During the long flight, Rob dozed a bit. He ate the light lunch they served, and enjoyed a hot cup of black coffee over Greenland. As the line of day and night crawled slowly past—meaning it was like dusk for at least four hours while the Airbus and the nightfall line raced each other eastward—Rob opened the briefcase and began reading Dad’s Journal III. He was puzzled. Why Journal III? Had there been Journals I and II? Or had Dad simply gotten a deal years ago at a stationery store on this particular fancy book. It was an old, worn black notebook with cheaply gilded edges. Nothing fancy. Two hundred pages inside, stitched with white thread, were standard-ruled with faint blue horizontal lines.
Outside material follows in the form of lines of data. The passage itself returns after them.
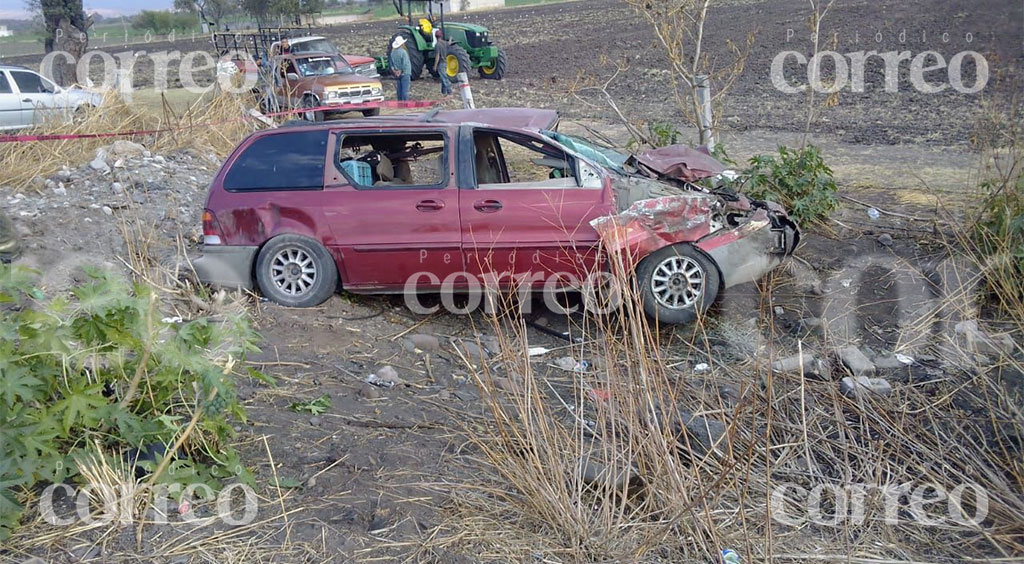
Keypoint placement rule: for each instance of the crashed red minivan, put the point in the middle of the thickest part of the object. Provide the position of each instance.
(420, 203)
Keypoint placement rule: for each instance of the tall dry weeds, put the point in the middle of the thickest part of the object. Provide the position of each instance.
(637, 461)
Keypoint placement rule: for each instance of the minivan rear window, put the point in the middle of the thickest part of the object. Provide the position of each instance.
(292, 161)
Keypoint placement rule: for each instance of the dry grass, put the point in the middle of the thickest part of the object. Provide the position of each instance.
(215, 121)
(685, 502)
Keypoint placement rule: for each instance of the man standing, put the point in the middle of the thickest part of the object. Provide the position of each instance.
(401, 67)
(440, 61)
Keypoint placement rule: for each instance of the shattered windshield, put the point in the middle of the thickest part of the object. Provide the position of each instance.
(324, 66)
(604, 156)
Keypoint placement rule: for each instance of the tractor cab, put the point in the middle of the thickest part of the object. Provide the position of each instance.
(470, 46)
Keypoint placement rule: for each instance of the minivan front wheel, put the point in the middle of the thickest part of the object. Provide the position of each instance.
(296, 271)
(677, 284)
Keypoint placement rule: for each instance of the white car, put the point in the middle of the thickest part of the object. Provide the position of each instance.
(29, 98)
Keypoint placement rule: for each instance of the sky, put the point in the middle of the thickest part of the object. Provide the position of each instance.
(16, 9)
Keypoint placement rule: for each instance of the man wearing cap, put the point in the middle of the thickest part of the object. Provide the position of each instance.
(401, 67)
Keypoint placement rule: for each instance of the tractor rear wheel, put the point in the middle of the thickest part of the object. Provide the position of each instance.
(457, 61)
(415, 54)
(497, 69)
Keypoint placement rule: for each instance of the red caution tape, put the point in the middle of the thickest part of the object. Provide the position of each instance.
(402, 104)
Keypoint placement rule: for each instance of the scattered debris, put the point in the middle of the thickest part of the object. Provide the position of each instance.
(855, 386)
(384, 378)
(856, 361)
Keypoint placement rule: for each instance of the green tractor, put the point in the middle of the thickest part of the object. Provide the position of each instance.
(470, 47)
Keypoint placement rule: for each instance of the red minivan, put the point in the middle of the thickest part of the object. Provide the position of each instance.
(455, 199)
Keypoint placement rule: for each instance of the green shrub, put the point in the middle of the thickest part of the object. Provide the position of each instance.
(101, 367)
(798, 179)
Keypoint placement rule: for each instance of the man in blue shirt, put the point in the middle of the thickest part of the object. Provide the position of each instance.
(401, 67)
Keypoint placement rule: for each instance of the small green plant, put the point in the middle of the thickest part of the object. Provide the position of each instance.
(102, 370)
(798, 179)
(313, 406)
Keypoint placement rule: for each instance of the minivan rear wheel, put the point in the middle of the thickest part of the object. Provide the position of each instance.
(296, 271)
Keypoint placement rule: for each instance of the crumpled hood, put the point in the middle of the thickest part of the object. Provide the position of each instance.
(681, 162)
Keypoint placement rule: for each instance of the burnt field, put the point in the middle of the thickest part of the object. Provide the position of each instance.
(551, 46)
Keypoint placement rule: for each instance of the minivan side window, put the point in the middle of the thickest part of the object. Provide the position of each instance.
(393, 161)
(291, 161)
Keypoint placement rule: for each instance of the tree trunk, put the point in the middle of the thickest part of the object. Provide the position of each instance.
(73, 41)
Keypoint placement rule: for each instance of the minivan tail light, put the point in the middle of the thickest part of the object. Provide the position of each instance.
(211, 229)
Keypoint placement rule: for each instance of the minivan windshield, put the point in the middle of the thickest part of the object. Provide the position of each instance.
(604, 156)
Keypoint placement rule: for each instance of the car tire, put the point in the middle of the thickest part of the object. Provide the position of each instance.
(296, 271)
(497, 72)
(415, 54)
(456, 52)
(677, 284)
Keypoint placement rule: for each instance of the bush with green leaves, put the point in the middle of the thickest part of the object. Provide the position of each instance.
(798, 179)
(102, 369)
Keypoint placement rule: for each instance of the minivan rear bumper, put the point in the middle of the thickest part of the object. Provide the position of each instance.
(229, 266)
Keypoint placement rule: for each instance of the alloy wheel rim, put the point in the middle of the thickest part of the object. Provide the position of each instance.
(293, 271)
(677, 283)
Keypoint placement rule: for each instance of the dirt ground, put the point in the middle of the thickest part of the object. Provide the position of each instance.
(378, 468)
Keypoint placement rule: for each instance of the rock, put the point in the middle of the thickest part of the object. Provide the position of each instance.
(368, 391)
(707, 434)
(888, 362)
(594, 468)
(970, 337)
(426, 343)
(794, 364)
(856, 361)
(857, 386)
(99, 165)
(473, 352)
(505, 384)
(123, 147)
(388, 375)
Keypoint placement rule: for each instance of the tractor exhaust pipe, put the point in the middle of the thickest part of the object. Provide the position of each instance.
(465, 91)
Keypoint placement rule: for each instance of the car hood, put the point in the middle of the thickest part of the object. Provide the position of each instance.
(680, 162)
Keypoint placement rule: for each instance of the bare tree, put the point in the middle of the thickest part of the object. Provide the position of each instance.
(817, 14)
(67, 30)
(679, 27)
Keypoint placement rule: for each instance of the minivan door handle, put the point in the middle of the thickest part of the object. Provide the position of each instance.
(430, 205)
(487, 206)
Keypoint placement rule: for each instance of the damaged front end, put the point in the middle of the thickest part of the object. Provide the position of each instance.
(744, 237)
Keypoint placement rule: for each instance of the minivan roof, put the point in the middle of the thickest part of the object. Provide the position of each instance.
(512, 118)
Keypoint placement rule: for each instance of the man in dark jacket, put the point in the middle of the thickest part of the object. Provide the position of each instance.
(440, 61)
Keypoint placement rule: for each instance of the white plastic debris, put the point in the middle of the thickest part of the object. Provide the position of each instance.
(904, 358)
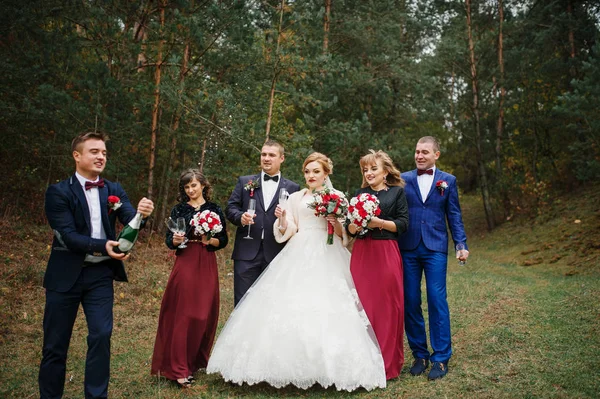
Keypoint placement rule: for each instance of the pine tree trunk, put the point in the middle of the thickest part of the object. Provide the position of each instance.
(174, 129)
(483, 185)
(156, 106)
(500, 125)
(326, 21)
(275, 73)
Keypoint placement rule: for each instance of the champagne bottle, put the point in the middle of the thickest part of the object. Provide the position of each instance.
(129, 234)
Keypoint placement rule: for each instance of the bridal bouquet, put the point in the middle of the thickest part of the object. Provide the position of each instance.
(329, 202)
(207, 222)
(362, 209)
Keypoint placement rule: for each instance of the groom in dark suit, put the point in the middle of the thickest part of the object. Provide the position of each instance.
(82, 266)
(432, 198)
(251, 257)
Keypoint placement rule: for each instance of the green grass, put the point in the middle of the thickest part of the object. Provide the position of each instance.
(518, 331)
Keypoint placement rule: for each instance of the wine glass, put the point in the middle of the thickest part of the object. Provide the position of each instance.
(251, 210)
(460, 247)
(178, 227)
(283, 196)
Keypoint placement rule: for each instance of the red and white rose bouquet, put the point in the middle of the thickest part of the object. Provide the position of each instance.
(442, 186)
(329, 202)
(207, 222)
(114, 203)
(362, 209)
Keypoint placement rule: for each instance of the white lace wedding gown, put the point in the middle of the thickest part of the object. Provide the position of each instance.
(301, 323)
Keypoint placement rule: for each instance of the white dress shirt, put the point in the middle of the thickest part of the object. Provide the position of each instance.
(425, 181)
(269, 188)
(93, 199)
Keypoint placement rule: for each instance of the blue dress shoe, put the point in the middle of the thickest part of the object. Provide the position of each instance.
(438, 370)
(419, 366)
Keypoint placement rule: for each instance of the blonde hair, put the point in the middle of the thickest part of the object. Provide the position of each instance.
(323, 159)
(393, 177)
(432, 140)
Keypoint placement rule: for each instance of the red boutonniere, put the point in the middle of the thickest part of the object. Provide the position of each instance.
(442, 186)
(251, 185)
(114, 203)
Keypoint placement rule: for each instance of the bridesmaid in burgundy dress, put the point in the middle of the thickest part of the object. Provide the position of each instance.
(376, 264)
(189, 312)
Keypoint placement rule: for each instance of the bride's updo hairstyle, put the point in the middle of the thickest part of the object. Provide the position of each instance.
(393, 177)
(189, 175)
(325, 162)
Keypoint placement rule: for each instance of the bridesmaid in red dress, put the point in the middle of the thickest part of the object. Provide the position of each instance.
(376, 264)
(189, 311)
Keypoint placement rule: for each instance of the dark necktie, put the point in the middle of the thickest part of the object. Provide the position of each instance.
(90, 184)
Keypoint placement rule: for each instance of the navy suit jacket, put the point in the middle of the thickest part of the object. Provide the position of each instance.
(69, 217)
(264, 220)
(427, 220)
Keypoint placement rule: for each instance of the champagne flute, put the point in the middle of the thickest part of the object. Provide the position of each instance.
(460, 247)
(283, 196)
(251, 210)
(182, 229)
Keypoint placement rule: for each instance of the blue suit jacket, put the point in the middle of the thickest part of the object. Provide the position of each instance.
(264, 220)
(69, 216)
(427, 220)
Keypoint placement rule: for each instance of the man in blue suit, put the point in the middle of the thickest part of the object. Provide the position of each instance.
(432, 198)
(82, 266)
(251, 257)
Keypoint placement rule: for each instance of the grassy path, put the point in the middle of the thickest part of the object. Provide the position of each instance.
(518, 331)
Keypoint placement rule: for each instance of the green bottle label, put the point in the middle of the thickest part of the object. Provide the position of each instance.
(129, 234)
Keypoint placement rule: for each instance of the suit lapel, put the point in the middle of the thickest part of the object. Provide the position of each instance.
(436, 177)
(415, 184)
(78, 191)
(258, 192)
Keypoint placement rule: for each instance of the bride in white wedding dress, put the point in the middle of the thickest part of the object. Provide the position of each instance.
(301, 322)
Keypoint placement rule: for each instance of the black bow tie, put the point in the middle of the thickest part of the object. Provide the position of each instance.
(90, 184)
(424, 172)
(274, 178)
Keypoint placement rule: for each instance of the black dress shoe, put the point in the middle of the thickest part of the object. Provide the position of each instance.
(419, 366)
(438, 370)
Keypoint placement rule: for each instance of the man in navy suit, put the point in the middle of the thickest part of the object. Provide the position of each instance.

Each page also had a faint red vertical line to make the left margin, like a zillion other notebooks Rob had seen. It was an old notebook, stuffed with loose papers and an occasional photo. There was Hannah on her first bicycle at age seven, missing her two upper front teeth and smiling sun-blinded on a summer day on the sidewalk outside the old house. There he was, Rob, kneeling on the grassy front lawn and playing with one of the series of mostly golden-orange retriever mutt mixes they’d had over the years. He flipped the photo over, but the dog’s name wasn’t on it, just his own written in Mom’s precise hand: David Robert Wilson, 6 yrs old. That brought a little mist to his vision. He wiped with one finger, and gave forth a soggy sniffle. This was an emotional time. Hannah would probably need a hankie when they got around to sitting in her place in Paris or his place in Frankfurt with these records before them. Near as she could figure, Journal III was a record and scrapbook of Dan Wilson’s final forty years spent in Salem, Oregon after returning from years stationed in Europe.